Medical images are an interesting IT problem to solve. They're colossal, there are usually tons of them for each study, you have to move them around frequently across networks, and you have to store them for a long, long time...but you also need to be able to recall them quickly if necessary. Figuring out ways to do all of that efficiently and cost-effectively can be gigantic pain in the ass.
posted by jquinby at 4:25 AM on April 9, 2015


This a dumb way, but the way I've always turned things into zip/rar files: what I would do is copy all the files from the disc into a folder on your desktop. Then I would right-click on the folder, select "compress and email" and then click OK and let it turn the folder into a zip. Microsoft Outlook will pop up, and if like me you don't actually have an Outlook account, just X out of the email draft. The zip file you created will still be on your desktop, so you can just attach that as normal to an email in your preferred email program, like Gmail.

There is a chance, however, that these files may be too big to send them all in an email. I'm guessing these scans will be high resolution. I think Gmail's limit is like 25MB. If it's way over, I personally would use Dropbox and send a download link in that situation.
posted by AppleTurnover at 11:14 AM on April 9, 2015


I'm a long-time PACS admin for a department of radiology.

> I want to convert the scans to a zip file so I can send them to someone.

This project pushes a HIPAA button for me due to years of indoctrination. I assume they are CT scans of you, right? I mean they're part of your medical record, that you have a right to reveal if you choose? If so, cool, forget I asked.

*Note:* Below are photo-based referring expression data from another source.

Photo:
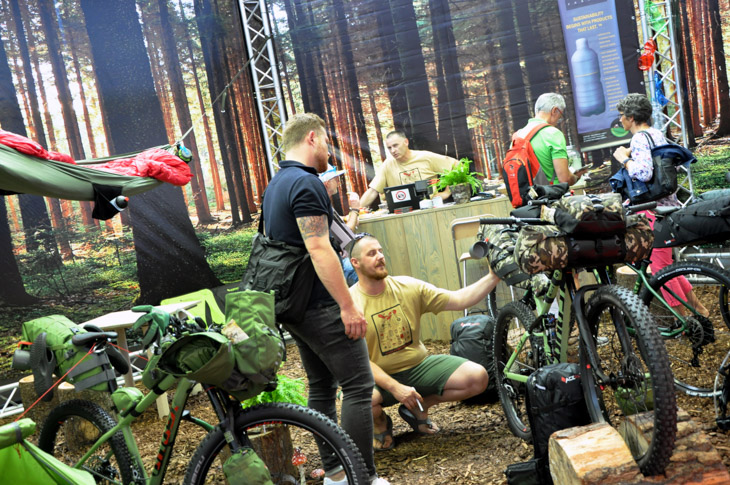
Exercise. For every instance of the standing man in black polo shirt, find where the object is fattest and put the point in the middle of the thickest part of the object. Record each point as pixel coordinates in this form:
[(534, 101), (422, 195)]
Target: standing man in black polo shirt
[(298, 211)]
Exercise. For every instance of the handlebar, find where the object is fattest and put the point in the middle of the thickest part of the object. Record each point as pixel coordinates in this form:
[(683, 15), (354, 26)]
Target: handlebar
[(514, 221), (633, 209)]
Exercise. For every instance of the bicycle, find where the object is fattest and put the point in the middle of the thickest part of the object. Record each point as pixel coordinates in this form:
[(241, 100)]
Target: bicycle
[(622, 380), (696, 343), (84, 435)]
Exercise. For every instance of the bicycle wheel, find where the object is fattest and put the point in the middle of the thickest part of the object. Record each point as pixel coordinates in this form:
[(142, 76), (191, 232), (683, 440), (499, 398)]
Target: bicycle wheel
[(695, 349), (514, 320), (630, 377), (275, 431), (73, 426)]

In the course of my PACS admin career the problem of proprietary-format CDs that can only be viewed with a certain vendor's viewer has gotten better but has NOT gone away entirely. Even some that claim to be DICOM format really aren't completely so. I agree with AzraelBrown that your best bet is an .iso file that most CD-burning software (including very good free ones like ImgBurn) can extract from your existing CDs and then burn to blank CDs, making identical copies with images, patient info, and viewing software (if there is any.) You can email the .iso files to your recipient, or put them up on sites like Dropbox and send your recipient links to the files if you find they're too big for email, as you probably will. (A few years back we had to go to DVDs for things like ultra-high-rez 1600-slice mammography MRIs.)

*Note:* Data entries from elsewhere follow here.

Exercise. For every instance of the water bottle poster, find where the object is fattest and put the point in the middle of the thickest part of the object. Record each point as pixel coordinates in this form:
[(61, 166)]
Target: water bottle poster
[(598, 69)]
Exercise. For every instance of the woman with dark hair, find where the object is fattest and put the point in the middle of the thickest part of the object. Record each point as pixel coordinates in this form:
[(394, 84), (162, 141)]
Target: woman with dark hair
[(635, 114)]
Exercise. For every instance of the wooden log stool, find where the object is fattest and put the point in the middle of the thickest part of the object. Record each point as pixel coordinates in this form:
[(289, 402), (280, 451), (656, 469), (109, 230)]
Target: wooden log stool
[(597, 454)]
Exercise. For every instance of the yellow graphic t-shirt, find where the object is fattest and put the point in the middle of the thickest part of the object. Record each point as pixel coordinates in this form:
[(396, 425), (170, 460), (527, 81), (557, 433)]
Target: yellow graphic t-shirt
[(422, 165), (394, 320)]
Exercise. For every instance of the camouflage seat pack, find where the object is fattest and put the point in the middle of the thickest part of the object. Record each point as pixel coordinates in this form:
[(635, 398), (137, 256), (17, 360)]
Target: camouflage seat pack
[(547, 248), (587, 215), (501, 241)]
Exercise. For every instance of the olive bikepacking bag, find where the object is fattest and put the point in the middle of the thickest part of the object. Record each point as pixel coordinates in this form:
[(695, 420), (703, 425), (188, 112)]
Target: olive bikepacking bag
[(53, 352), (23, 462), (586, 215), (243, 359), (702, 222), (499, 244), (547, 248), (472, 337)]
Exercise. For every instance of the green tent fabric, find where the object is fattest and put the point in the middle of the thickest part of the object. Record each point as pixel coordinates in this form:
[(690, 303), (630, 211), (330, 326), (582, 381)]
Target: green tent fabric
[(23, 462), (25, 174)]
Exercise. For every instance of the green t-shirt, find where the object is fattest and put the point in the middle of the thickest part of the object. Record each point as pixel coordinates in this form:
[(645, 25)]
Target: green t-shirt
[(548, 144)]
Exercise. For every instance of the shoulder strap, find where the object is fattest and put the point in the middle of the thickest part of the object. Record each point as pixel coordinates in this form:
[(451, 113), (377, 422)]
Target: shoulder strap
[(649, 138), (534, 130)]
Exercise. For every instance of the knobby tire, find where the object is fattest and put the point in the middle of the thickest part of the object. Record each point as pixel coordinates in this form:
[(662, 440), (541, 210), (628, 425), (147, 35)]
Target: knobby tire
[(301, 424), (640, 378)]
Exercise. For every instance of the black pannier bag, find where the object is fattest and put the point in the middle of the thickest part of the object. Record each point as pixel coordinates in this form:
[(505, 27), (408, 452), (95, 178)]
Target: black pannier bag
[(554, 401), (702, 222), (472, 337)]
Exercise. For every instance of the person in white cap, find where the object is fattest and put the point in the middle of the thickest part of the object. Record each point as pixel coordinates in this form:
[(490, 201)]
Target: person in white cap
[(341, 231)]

N.b. your recipient is going to have to be rather more than just computer-literate for this to work as hoped. Heh, you may end up having to do telephone support.

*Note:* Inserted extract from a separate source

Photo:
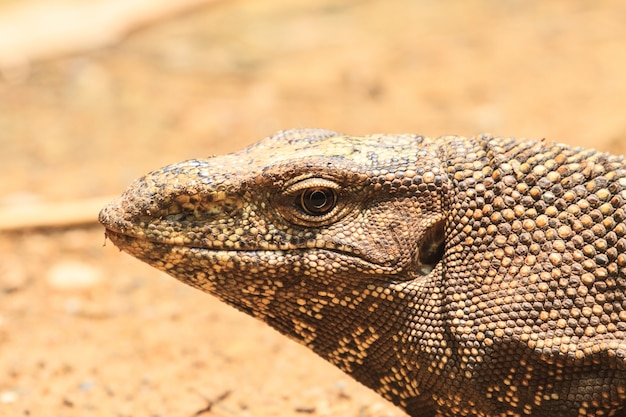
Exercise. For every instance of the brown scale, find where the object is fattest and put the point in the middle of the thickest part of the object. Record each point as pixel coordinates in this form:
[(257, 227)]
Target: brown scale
[(455, 276)]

As for putting an .iso into a .zip, you won't get any size reduction to speak of (the images account for almost all of the file size, and they're already compressed--jpeg lossless. They aren't gonna get smaller.) But at least the .zip format allows you to password-protect the files and inform your recipient of the passwords separately, rather than just sending your perhaps highly sensitive medical information openly over the public internet.

This would still not be nearly secure enough for a hospital dealing with other people's medical info, though. Our HIPAA compliance officer (VP rank) would have a major attack of the vapors right before throwing a major fit. For places we routinely sent radiology studies to (e.g. night radiologists off-site) we built always-up VPN tunnels to them so I could transfer studies to them as easily as I could ship them around in-house, protected from prying eyes locally by our firewall-DMZ-firewall arrangements and on the net by the VPN encryption.)

Frankly, if it was my medical records in question and I wanted to send them to a far-distant doctor for her/his opinion I would burn copies of the CDs as described, keep the originals for myself, send the physical copies via USPS, certified mail, return receipt requested, and depend for protection on federal mail law. The feds really don't like people intercepting other people's mail and pretty much everyone knows that. I know, $$, but I would consider it worth the expense.
posted by jfuller at 2:40 PM on April 9, 2015 [2 favorites]


Oops, AzraelBrown already provided a link to ImgBurn. Well, consider it a double reccie.